Writing applications in a way that lets different parts of a computing task - such as solving a maths problem or rendering an image - be divided up and executed simultaneously across multiple cores is not new. But this model, often called parallel computing, has been limited so far mainly to specialised, high-performance computing environments.
However, in recent years, Intel and AMD have been adding cores as a more power-efficient way to boost chip performance, a marked change from their traditional practice of increasing clock speed. Intel is building eight cores into its upcoming Nehalem-EX chips, and AMD is designing 12-core chips for servers. They are also adding multi-threading capabilities, which allow each of the cores to work on multiple lines of code at the same time.
That means mainstream applications have to be written in a different way to take advantage of the additional cores available. The work is complex and creates the potential for new types for software bugs. One of the most common is "race conditions", where the output of a calculation depends on the various elements of a task being completed in a certain order. If they are not, errors can result.

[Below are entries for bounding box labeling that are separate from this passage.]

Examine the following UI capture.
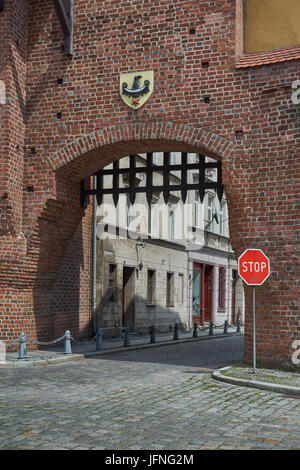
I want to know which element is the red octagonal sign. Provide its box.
[238,249,270,286]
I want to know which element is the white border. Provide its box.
[238,248,271,286]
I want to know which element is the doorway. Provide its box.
[193,263,213,325]
[122,266,135,330]
[203,265,213,322]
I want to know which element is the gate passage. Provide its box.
[81,152,224,207]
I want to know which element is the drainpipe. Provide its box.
[91,176,97,335]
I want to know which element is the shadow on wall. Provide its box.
[93,284,192,338]
[29,177,91,341]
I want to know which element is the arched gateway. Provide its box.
[0,0,300,365]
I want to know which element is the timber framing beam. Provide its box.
[52,0,74,55]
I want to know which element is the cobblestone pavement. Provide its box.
[0,337,300,450]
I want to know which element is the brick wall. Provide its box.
[0,0,300,364]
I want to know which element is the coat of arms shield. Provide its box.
[120,70,154,109]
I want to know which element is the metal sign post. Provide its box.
[252,286,256,374]
[238,249,270,374]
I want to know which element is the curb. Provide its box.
[0,354,84,367]
[0,333,243,368]
[84,333,243,358]
[212,366,300,397]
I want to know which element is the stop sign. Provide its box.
[238,249,270,286]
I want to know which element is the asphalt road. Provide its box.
[0,337,300,451]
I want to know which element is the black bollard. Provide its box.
[96,328,103,351]
[149,325,156,343]
[173,323,179,340]
[19,332,27,360]
[124,326,130,346]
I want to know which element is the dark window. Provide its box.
[108,264,117,302]
[219,268,226,309]
[147,269,155,305]
[167,273,174,307]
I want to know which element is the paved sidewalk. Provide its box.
[213,366,300,397]
[0,335,300,450]
[0,327,243,367]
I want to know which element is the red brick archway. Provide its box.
[49,121,234,181]
[0,0,300,365]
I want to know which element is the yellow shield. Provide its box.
[120,70,154,109]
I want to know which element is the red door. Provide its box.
[203,265,213,322]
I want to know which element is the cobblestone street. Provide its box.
[0,337,300,450]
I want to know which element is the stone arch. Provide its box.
[49,121,234,181]
[35,121,239,339]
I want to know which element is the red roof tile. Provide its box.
[235,46,300,68]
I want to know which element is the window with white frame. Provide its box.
[194,191,201,227]
[168,207,175,241]
[127,194,135,230]
[152,152,159,165]
[219,201,227,235]
[207,195,215,232]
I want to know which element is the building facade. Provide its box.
[95,152,244,336]
[0,0,300,365]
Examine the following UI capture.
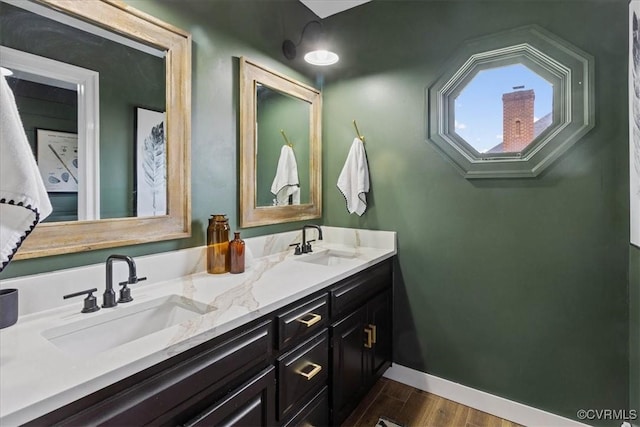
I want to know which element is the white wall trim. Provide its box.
[384,364,587,427]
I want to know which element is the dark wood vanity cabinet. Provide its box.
[27,260,392,427]
[329,263,392,425]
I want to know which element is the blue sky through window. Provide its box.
[455,64,553,153]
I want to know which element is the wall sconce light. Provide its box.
[282,21,340,66]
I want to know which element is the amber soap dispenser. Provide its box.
[229,231,244,274]
[207,214,231,274]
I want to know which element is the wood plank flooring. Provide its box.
[342,378,521,427]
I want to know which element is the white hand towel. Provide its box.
[338,138,369,216]
[0,76,51,271]
[271,145,300,206]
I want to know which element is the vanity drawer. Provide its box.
[182,366,275,427]
[277,329,329,420]
[329,260,393,318]
[284,387,329,427]
[277,294,329,350]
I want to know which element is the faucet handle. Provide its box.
[289,243,302,255]
[118,280,133,304]
[62,288,100,313]
[302,239,316,253]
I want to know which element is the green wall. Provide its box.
[0,0,640,425]
[629,246,640,426]
[0,0,322,279]
[323,0,629,425]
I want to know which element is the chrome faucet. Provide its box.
[102,254,147,308]
[300,224,322,254]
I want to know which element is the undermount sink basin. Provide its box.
[42,295,207,356]
[296,249,356,265]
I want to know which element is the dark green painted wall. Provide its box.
[323,0,629,425]
[0,0,322,279]
[629,246,640,420]
[0,0,640,425]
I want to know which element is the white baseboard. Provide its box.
[384,364,587,427]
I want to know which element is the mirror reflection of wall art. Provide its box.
[629,0,640,247]
[136,108,167,216]
[36,129,78,193]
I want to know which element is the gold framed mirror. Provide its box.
[10,0,191,259]
[240,57,322,231]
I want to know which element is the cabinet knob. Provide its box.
[364,326,373,348]
[369,324,378,344]
[296,313,322,328]
[297,362,322,381]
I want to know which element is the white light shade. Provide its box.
[304,50,340,66]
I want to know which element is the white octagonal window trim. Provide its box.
[428,26,594,178]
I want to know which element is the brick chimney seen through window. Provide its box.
[502,89,536,153]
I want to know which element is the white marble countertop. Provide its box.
[0,227,396,426]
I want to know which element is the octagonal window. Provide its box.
[428,25,595,178]
[454,64,553,154]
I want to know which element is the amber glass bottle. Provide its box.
[229,231,244,274]
[207,215,231,274]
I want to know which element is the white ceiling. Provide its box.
[300,0,371,19]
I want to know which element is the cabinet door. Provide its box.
[184,366,276,427]
[331,306,367,425]
[366,290,392,386]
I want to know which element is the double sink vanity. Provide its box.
[0,227,396,426]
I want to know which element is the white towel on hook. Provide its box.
[271,145,300,206]
[0,76,51,271]
[338,138,369,216]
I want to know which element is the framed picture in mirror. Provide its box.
[135,107,167,216]
[36,129,78,193]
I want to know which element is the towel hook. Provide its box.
[353,120,364,142]
[280,129,293,148]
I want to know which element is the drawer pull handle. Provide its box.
[297,362,322,381]
[296,313,322,328]
[364,327,373,348]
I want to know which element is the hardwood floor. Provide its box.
[342,378,520,427]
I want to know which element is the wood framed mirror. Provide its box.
[240,57,322,231]
[3,0,191,259]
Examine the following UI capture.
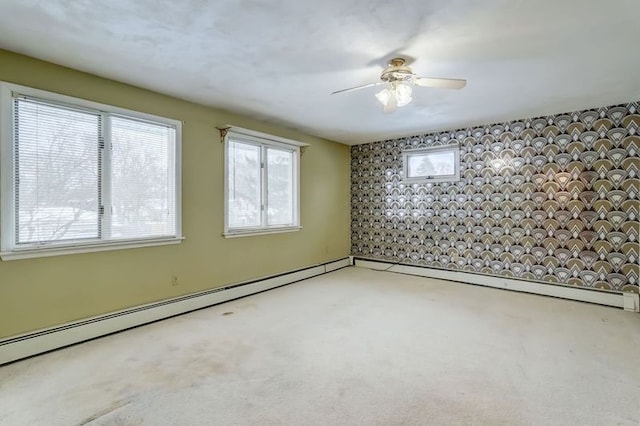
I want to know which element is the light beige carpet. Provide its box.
[0,268,640,425]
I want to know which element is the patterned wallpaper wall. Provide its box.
[351,102,640,292]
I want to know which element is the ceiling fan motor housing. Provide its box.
[380,58,413,83]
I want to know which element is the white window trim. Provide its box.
[222,126,308,238]
[0,82,184,260]
[402,143,460,183]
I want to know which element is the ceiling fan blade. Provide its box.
[383,93,398,113]
[411,77,467,89]
[331,81,384,95]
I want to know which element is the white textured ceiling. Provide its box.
[0,0,640,144]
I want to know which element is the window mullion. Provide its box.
[98,114,113,240]
[260,145,269,228]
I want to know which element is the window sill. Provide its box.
[222,226,302,238]
[0,237,184,261]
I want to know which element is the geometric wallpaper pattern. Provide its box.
[351,102,640,293]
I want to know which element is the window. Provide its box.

A few parallel programming tools are available, such as Intel's Parallel Studio for C and C++. Other vendors in the space are Codeplay, Polycore Software and Clik Arts. There is also a new C-based parallel programming model called OpenCL, being developed by The Khronos Group and backed by Apple, Intel, AMD, Nvidia and others.
But many of the tools available are still works in progress, participants at the Multicore Expo said. Software compilers need to be able to identify code that can be parallelised, and then do the job of parallelising it without manual intervention from programmers, said Shay Gal-on, director of software engineering at EEMBC, a non-profit organisation that develops benchmarks for embedded chips.
Despite the lack of tools, some software vendors have found it relatively easy to create parallel code for simple computing jobs, such as image and video processing, Gwennapp said. For example, Adobe has rewritten Photoshop in a way that can assign duties like magnification and image filtering to specific x86 cores, improving performance by three to four times, he said.
"If you are doing video or graphics, you can take different sets of pixels and assign them to different CPUs. You can get a lot of parallelism that way," he said. But for more complex tasks, it is difficult to find a single approach for identifying a sequence of computations that can be parallelised and then dividing them up.
While the programming side may present the biggest challenge, there are also hardware changes that need to be made, to overcome issues such as memory latency and slow bus speeds. "As you add more and more CPUs on the chip, you need the memory bandwidth to back it up," Gwennap said.